A month ago I wrote that frequent flyer programs would save the airlines because they offer rich sources of value and cash. However while United and Delta are reportedly in talks to sell large chunks of miles at a discount to their credit card partner banks, it’s actually Hilton that’s first out of the gate with this.
Hilton shared with the SEC that they’ve pre-sold $1 billion worth of points to American Express. That probably somewhere around half a trillion Honors points.
In April 2020, we pre-sold Hilton Honors points to American Express for $1.0 billion in cash. American Express and their respective designees may use the points in connection with the Hilton Honors co-branded credit cards and for promotions, rewards and incentive programs or certain other activities as they may establish or engage in from time to time. We will use the proceeds from the Hilton Honors points sale for working capital, general corporate and other purposes.
One Mile at a Time says this could encourage Hilton to devalue points – since they’re getting less revenue per point – but that he doesn’t think that’ll be the result. I agree, but only in part.
- With rooms empty, Hilton is going to need to use the loyalty program to incentivize stays. I expect they’ll be printing lots of points going forward, and not devaluing right away. In the near-term points will be easier to come by and easier to use.
- At lower cost per point, American Express can be more generous with points. Even if each point becomes worth less we may be earning more from them too. That’s what happened during the Great Recession when banks purchased large blocks of points at a discount to provide cashflow to their travel partners. We saw bigger up front bonuses and more bonusing of spend categories, versus the more common ‘one point per dollar’ earnings that preceded that time period.
- American Express probably did demand some protections that the points they’re buying can’t just be inflated away.

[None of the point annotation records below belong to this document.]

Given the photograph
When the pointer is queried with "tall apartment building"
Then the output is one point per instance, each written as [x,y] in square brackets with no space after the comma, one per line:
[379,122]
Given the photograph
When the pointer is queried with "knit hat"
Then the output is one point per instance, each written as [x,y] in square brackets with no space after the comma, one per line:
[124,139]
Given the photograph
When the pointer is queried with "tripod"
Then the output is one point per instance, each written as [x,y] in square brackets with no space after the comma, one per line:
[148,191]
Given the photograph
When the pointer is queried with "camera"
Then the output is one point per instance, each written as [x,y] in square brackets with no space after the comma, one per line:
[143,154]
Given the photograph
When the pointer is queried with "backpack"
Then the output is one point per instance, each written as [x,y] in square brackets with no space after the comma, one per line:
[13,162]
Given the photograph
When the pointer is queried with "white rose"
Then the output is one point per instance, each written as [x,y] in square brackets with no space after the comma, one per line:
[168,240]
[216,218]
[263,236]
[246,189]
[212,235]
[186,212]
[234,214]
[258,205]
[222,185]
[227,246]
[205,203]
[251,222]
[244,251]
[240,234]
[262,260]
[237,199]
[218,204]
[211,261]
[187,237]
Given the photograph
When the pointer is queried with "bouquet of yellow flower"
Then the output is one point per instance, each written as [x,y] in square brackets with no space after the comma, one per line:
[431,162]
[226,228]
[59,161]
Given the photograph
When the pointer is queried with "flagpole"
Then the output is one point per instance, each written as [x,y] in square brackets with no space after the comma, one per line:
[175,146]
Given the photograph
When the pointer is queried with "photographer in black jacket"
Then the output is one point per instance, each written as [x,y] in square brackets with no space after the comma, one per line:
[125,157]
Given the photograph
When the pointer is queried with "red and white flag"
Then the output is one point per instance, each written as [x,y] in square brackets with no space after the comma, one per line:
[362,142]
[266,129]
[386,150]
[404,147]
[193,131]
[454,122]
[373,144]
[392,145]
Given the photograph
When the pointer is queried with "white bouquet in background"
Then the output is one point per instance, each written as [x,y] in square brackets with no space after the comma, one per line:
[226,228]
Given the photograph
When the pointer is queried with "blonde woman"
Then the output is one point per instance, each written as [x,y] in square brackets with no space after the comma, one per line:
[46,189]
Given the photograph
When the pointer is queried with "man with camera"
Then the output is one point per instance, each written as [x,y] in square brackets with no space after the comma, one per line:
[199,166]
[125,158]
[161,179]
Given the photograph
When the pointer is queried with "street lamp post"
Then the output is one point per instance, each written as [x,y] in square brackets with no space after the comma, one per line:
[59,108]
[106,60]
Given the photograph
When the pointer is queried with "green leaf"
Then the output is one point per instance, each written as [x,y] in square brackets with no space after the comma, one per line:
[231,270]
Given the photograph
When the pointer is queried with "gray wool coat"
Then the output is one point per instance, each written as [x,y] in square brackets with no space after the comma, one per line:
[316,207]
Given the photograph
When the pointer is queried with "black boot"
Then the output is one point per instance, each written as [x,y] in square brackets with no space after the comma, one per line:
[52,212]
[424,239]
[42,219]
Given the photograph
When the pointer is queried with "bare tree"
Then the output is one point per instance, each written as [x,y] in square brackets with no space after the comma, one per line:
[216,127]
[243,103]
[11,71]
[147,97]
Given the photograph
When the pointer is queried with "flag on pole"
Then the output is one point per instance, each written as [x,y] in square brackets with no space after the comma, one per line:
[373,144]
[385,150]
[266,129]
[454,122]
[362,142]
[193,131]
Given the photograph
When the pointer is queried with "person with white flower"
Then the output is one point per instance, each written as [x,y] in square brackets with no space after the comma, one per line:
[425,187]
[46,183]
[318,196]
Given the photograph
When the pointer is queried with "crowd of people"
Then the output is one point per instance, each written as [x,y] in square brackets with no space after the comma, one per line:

At the same time, I do expect that if travel demand picks back up, the printing of points will be something that loyalty programs try to get a handle on and there’ll be a drive to reduce costs by devaluation once rooms are again full. Is it possible to devalue Honors even further?
Hilton of course was the only major loyalty program to actually devalue during the Great Recession, and IHG’s marketing chief at the time called it the biggest devaluation he’d seen in 17 years. I trust that Amex is savvy enough to have built in protections against that.